We also find a hunter making a bow for use in the following day's hunt applying the string to the wood.  By now he had accepted that the tension of the string governed the pace and distance of the arrow.  This day, however, when tightening the string and testing the tension by plucking, he was to discover that the bow-string produced a sound.  Much later his mind was to discover that the tighter and consequently shorter the string, the higher was the sound.

Blowing across and through an animal horn must also have been gifted by nature to suggest a more forceful sound than a blown reed or flute.

Now to an historical survey of the accumulation of humanity's music making.

B.C. 4th Millennium

   Sumerian temple ritual - hymns chanted within a poetical form of liturgy.

B.C. 3005 - 2776

  Egyptian Middle Kingdom.  Tambourine used for rhythm and the
                   Sehem & Sesheshem (2 different sistra) in rituals of
                   a Goddess.  (Note the name Sesheshem which is
                   onomatopoetic, suggesting the sound of the sistrum.)

B.C. c. 2100

  Sumerian temple ritual - antiphonal chanting.

                    Sem (reed pipe)
                    Tig (vertival flute)
                    Balag (drum)
                    Lilis (kettledrum)
                    Adapa (tambourine)
                    Algar (lyre)
                    Zagsal (harp with lower sounding  chest)
                    Zaggal (harp with upper sounding chest)

B.C. c. 1590

    Jewish temple.  Singing by women - body movements inseparable.

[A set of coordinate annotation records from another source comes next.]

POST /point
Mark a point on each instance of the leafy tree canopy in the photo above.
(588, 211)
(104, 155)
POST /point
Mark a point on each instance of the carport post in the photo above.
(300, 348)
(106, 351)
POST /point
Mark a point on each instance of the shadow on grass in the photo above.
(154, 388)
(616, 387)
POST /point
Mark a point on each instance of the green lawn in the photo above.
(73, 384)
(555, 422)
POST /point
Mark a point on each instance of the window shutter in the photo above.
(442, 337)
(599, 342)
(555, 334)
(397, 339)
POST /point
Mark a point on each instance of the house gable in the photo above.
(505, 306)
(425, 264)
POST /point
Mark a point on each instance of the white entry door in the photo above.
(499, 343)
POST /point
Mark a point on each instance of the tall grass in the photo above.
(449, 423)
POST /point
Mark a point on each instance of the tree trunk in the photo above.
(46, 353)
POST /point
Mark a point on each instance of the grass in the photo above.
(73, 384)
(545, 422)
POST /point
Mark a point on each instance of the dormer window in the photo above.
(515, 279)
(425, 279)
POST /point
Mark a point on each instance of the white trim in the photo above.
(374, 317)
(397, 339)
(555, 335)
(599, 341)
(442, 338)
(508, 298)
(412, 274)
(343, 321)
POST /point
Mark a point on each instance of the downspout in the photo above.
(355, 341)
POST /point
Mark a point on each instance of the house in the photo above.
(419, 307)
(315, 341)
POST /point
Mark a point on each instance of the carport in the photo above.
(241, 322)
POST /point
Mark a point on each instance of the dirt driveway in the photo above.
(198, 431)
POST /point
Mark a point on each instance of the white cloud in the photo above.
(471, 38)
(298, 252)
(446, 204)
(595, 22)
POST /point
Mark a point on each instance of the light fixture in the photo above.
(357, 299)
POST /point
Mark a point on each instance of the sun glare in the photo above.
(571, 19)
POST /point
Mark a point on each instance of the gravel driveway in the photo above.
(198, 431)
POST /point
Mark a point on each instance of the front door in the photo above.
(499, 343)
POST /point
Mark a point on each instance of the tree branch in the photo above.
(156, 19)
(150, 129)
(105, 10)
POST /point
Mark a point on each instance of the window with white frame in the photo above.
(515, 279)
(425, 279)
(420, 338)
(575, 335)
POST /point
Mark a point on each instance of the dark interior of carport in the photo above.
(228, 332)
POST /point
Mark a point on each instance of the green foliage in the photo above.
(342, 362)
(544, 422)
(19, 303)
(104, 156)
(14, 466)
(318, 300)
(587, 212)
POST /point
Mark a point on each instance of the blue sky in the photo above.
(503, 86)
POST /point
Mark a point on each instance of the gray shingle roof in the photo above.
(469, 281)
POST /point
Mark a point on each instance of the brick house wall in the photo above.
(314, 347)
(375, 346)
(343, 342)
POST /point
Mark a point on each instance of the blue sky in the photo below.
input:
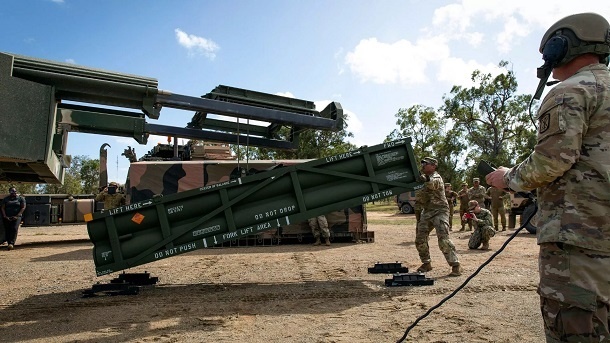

                Accompanied by:
                    Tof (tabret).
                    Also in use:
                    Shofar (ram’s horn)
                    Hazozra (trumpet)
                    Pa’amon ( bells on priests’ robes for protection - (vide
                    “Song of Miriam in Exodus).

B.C. 973 - 933

  Solomon’s temple.  Psalms sung by priests and accompanied by:

                    Kinnor (lyre)
                    Nevel (10 stringed harp)
                    Mziltaim (cymbals to show pauses in the psalms)
                    Hazozra (trumpet) in pairs
                    120 trumpets & 248 singers (vide Chronicles)

B.C. c. 700

        Chaldea.  Musical theory linked with mathematics and astrology.  Cosmic
        correspondences  demonstrated by harmonic divisions of a stretched string.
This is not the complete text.